Помнили они конечно же не самую войну, а лишь эвакуацию, бесконечную холодную дорогу в «теплушках», скудную жизнь в скученных и настороженных чужих городах, продуктовые карточки и страх, которого не было страшнее, потерять их в хмурых, серых очередях, и — совсем уже далеко и нечетко, на самом краю детской их памяти, — надсадный вой воздушной тревоги и веселые, игривые белые облачка зенитных разрывов в беззащитно-ясном московском небе первых месяцев войны.
Тем не менее отец и мать почти с гордостью считали себя детьми той войны, и Ольга часто ловила их на том, как, смотря по телевизору фильмы про войну, особенно документальные, или даже просто слушая «Войну народную», или «Этот День Победы», или песню из «Белорусского вокзала», у них увлажняются глаза и светлеют лица, и они, пряча друг от друга эти слезы, сопят и шмыгают носом.
Чип же, когда по телевизору показывали фильмы про войну и раздавались громкие (бабушка с годами стала терять слух, и телевизор приходилось включать на полную громкость) взрывы и стрельба, беспокойно метался по клетке, перелетал с жердочки на жердочку, опрокидывая блюдце с водой, и жалобно, словно взывая о милосердии, пищал. Но стоило накинуть на клетку скатерть, как он тут же успокаивался.

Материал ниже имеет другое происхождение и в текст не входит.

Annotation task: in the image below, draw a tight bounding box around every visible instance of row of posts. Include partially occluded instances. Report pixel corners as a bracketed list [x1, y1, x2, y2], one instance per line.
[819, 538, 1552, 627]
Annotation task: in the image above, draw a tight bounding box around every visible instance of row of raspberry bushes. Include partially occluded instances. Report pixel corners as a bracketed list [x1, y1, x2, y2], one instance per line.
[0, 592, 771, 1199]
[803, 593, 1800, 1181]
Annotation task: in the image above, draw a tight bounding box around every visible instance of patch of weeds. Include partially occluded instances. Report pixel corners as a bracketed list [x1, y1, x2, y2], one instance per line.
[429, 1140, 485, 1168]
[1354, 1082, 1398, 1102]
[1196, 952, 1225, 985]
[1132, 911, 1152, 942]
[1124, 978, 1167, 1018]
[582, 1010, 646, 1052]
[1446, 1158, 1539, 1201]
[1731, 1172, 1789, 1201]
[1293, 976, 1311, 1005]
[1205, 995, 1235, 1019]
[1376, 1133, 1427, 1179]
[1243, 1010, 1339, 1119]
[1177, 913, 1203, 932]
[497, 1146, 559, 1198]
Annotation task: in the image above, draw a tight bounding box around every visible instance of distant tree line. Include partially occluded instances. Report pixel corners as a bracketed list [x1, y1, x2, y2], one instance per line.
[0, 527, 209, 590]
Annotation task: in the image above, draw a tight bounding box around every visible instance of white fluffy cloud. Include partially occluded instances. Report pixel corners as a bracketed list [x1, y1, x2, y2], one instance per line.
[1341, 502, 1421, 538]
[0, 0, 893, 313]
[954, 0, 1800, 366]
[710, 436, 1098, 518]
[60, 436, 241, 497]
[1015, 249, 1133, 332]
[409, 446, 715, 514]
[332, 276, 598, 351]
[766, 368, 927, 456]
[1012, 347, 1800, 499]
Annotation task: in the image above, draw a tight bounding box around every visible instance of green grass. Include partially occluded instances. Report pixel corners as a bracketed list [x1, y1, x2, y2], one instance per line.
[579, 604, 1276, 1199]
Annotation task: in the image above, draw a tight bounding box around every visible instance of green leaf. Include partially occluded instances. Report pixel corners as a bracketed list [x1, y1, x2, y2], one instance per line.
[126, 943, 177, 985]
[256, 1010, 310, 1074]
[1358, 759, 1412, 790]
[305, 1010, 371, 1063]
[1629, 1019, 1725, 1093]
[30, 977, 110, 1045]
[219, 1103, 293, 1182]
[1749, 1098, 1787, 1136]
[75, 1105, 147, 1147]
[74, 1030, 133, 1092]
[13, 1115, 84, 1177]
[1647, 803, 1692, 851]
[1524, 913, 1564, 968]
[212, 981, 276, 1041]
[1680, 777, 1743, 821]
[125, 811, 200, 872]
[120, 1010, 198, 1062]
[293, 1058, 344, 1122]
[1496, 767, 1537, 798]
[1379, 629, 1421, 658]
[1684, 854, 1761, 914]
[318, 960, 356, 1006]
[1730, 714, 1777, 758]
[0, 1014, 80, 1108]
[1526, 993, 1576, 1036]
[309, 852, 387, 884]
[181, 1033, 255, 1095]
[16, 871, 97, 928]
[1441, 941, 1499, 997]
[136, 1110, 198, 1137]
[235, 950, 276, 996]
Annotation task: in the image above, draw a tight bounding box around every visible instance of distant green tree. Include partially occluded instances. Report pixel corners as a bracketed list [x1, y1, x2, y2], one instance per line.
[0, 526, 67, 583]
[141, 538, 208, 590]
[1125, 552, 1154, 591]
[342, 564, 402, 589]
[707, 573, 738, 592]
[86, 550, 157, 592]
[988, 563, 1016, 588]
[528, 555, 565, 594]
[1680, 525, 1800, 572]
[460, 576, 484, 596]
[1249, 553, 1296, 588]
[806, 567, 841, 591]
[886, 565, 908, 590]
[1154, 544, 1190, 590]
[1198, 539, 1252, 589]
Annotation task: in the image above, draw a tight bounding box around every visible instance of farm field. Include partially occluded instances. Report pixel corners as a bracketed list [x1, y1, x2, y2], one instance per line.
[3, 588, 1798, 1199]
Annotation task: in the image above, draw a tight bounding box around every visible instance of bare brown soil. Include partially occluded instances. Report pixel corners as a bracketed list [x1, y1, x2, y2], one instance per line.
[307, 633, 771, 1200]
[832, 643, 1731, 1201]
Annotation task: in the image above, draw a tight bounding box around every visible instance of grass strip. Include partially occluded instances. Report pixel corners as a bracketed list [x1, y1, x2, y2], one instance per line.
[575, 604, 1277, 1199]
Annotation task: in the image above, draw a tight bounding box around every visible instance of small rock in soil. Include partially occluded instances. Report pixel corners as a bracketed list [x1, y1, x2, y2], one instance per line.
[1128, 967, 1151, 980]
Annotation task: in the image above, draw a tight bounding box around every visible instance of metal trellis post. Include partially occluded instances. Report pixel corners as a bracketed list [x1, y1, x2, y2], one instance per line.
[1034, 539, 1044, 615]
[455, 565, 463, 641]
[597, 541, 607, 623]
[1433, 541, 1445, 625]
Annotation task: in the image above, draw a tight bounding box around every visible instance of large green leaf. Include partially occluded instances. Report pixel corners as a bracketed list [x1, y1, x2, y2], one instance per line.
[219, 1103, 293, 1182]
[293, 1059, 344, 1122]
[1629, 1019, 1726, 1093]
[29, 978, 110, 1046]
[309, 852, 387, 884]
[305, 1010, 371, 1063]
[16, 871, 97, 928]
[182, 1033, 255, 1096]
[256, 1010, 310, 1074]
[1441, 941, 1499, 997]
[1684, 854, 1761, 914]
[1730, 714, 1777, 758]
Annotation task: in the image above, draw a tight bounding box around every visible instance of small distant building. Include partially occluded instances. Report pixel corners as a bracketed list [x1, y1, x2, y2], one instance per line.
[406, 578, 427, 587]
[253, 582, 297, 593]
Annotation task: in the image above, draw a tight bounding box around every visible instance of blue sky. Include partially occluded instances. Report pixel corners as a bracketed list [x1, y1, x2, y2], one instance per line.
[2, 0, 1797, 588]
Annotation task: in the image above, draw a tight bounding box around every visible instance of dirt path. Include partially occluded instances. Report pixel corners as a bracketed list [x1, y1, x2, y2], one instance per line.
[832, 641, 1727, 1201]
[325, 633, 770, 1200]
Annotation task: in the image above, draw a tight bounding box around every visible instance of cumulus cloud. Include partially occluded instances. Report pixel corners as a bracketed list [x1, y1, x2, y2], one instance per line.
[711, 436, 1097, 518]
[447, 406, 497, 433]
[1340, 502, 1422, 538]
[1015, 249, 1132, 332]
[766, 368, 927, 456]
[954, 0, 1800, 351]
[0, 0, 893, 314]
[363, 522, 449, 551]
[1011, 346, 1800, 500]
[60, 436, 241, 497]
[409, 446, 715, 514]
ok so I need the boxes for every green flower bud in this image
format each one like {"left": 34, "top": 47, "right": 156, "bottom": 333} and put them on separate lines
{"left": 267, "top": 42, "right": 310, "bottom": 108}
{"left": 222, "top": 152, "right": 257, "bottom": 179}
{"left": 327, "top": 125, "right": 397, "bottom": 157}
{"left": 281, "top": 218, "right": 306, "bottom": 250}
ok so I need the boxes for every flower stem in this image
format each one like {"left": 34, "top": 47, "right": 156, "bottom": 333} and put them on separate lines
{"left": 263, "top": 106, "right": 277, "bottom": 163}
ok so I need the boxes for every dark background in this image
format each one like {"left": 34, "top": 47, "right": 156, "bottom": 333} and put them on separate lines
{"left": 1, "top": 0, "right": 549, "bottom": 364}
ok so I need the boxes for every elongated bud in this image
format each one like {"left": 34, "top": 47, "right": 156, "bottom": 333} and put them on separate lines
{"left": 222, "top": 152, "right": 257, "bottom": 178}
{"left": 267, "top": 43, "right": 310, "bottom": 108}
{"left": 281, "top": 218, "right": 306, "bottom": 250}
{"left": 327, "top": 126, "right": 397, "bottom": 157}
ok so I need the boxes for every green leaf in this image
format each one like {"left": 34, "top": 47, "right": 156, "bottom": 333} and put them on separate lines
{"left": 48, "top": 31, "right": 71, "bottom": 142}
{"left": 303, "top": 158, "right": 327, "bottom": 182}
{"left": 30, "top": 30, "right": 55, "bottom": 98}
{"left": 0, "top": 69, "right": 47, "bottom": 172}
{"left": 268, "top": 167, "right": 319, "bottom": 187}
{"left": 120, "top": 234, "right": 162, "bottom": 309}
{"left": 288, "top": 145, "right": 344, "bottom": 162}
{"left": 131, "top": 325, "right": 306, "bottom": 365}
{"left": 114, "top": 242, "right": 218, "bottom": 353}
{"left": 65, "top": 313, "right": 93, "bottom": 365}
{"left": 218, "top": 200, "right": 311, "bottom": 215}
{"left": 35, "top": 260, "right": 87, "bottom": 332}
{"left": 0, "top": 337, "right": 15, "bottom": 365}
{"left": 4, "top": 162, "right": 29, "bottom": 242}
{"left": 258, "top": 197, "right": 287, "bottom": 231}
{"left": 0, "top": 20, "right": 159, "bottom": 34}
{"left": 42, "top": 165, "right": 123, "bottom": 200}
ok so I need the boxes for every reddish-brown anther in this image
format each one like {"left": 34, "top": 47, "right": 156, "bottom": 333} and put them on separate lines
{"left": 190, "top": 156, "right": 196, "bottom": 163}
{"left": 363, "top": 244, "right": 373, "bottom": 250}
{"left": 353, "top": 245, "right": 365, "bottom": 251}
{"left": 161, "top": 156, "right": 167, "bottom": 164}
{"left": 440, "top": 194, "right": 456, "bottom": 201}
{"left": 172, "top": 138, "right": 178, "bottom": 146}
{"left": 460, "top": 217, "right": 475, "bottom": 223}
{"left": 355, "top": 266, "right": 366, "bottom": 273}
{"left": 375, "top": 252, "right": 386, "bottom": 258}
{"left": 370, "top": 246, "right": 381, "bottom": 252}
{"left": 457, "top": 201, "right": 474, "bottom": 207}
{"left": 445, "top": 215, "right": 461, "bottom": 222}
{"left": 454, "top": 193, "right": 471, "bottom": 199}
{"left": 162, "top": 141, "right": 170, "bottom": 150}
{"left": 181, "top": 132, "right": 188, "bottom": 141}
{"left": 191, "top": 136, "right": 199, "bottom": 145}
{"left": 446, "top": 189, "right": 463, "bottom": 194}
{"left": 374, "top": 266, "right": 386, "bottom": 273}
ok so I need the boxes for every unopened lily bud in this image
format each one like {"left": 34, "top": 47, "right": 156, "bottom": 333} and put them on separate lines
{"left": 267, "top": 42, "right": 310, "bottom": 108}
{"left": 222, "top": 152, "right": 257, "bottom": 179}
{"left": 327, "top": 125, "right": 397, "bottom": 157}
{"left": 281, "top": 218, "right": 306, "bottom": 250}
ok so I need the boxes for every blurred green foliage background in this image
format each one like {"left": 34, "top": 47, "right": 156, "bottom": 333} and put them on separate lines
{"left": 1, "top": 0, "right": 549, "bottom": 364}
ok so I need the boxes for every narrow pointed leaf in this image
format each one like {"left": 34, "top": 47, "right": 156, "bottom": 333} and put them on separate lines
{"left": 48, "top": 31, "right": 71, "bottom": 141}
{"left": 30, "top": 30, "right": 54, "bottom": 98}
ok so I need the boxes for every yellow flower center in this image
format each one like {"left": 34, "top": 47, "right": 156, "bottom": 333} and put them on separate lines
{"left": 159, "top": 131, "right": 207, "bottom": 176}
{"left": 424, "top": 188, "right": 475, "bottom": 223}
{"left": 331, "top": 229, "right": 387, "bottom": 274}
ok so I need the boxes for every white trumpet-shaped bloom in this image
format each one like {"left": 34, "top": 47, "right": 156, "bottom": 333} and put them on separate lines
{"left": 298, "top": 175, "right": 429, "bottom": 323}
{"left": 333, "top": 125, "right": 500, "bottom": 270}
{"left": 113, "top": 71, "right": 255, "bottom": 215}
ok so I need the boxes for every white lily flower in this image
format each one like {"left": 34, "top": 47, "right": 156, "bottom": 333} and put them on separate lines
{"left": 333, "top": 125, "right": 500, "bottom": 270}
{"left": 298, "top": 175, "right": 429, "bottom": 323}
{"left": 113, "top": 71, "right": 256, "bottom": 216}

Зато музыкальные фильмы он смотрел или, точнее, слушал с несомненным удовольствием, уронив как бы в сладостной истоме голову набок. Бабушка утверждала, что прослушав музыкальную передачу, Чип тут же пытается воспроизвести ту или иную мелодию. В его пении бабушка отчетливо различала заимствования или вариации на темы различных выдающихся композиторов, от классиков до наших современников.
Уйдя с Казанской железной дороги, бабушка в тридцатые и сороковые годы, в том числе и всю войну, работала на Центральном телеграфе, но в любительских спектаклях уже не участвовала.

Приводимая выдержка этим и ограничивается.